Tatamagouche Centre is a non-profit educational, conference and retreat centre located in the village of Tatamagouche, Nova Scotia. Tatamagouche Centre holds international recognition for its adult education and facilitation training and programming. Tatamagouche Centre is a registered charity and one of four education and retreat centres of the United Church of Canada. It is operated under the direction of a volunteer board (community council). Tatamagouche Centre has approximately twenty staff.

== History ==
Tatamagouche Centre is located near Tatamagouche Bay, at the junction of the French and Waugh Rivers and beside the Trans Canada Trail. The area is connected to both the Mi'kmaq First Nations and the Acadians. Tatamagouche Centre has served as a meeting space to discuss such topics as spirituality, leadership, and social justice. The Centre held winter sessions in the 1950s and 1960s. In the 1960s it concentrated more on human relations. More recently it has undertaken partnerships with First Nations Communities and organizations such as the Guatemala Breaking the Silence Network.

== Services Offered ==

There are approximately 60 programs offered each year at Tatamagouche Centre. Programs are offered concerning themes surrounding social justice, arts, music and creativity, faith and spirit, leadership development and youth and family. Personal and group retreats are also available.

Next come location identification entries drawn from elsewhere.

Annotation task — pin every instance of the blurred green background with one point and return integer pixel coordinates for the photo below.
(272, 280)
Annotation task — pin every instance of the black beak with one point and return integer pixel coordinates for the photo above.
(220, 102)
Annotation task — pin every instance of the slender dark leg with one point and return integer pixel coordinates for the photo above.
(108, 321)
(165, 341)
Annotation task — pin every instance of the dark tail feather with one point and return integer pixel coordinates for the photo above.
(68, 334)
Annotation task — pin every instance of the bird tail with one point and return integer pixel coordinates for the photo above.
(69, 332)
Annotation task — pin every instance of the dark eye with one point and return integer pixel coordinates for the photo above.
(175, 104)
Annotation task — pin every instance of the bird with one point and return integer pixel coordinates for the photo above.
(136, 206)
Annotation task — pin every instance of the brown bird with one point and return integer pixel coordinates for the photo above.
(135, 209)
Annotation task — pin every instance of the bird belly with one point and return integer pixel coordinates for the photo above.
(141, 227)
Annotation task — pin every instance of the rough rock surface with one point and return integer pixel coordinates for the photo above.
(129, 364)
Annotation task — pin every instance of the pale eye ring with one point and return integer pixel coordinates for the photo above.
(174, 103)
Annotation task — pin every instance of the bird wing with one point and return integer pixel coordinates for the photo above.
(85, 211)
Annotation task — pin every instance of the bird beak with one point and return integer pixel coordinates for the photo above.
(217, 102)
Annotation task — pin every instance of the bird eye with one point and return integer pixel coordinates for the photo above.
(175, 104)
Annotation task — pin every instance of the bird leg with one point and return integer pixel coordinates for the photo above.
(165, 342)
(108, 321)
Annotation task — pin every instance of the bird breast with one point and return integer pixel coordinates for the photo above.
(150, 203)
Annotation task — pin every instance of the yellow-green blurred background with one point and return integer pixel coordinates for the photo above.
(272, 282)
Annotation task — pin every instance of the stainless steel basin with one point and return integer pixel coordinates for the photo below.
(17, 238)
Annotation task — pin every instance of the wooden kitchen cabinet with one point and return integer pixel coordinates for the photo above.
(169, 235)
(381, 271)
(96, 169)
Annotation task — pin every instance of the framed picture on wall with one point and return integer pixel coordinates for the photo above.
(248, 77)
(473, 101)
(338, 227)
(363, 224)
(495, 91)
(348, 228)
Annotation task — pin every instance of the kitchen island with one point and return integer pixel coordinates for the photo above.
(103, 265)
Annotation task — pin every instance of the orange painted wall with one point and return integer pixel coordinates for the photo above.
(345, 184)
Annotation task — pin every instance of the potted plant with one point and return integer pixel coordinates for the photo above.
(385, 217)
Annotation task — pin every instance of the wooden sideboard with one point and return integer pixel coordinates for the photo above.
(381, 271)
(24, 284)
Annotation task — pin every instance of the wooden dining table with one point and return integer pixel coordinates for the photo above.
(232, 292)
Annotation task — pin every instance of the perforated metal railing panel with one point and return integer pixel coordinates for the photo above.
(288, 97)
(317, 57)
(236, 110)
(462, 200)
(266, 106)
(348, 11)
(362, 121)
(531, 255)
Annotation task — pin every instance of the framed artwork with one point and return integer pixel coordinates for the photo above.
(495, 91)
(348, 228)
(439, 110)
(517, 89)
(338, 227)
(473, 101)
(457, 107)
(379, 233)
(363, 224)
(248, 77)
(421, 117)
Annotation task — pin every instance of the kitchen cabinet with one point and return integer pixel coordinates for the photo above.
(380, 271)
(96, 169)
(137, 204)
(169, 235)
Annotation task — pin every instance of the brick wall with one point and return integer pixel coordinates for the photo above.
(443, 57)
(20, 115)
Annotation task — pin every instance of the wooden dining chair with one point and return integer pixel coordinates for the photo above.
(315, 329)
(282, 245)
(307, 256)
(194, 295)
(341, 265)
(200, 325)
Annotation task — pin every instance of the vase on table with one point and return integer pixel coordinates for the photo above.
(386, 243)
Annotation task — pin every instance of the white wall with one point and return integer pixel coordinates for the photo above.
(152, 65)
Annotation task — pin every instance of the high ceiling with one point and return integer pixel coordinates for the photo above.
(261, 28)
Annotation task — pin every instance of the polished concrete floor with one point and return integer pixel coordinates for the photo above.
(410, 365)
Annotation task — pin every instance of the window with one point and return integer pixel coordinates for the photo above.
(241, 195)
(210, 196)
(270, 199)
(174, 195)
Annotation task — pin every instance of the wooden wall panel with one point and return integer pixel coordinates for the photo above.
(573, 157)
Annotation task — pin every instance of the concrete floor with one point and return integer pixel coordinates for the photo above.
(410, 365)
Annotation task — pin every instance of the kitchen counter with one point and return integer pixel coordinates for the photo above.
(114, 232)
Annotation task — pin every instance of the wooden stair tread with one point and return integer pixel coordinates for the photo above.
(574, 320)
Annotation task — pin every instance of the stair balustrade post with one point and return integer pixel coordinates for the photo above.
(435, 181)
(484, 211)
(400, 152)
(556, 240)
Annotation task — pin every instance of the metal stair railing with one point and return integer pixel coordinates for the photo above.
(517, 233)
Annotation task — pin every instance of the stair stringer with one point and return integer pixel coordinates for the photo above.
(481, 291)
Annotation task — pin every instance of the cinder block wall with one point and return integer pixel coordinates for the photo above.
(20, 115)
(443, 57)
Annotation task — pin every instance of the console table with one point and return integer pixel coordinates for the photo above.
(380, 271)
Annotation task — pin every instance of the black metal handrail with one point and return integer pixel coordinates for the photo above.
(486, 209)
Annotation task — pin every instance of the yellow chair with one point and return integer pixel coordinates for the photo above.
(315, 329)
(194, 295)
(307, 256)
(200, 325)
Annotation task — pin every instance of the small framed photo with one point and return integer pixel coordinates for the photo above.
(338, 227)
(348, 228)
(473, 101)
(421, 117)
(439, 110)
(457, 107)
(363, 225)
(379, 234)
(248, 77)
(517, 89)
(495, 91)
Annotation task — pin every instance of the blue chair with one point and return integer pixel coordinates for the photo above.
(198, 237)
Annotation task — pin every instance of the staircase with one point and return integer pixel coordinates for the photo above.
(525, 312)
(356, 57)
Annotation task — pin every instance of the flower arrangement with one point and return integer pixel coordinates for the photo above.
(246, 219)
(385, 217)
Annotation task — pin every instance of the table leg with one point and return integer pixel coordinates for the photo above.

Tatamagouche Centre also offers space for meetings, conferences and special events.

== Lodging ==
The Centre has six residences, allowing accommodation of 65 guests. The six residences include Andrew House, Campbell House, Creighton House, Reid House, Saswasig Lodge and Stevens House. Several residences are wheelchair accessible.

== Partnerships ==
Tatamagouche Centre works with several organizations, including the Atlantic Jubilee Program, Breaking the Silence Guatemala, Atlantic Regional Solidarity Network, Common Life Community, Aboriginal Peace and Friendship, and Black Leadership Advisory Committee.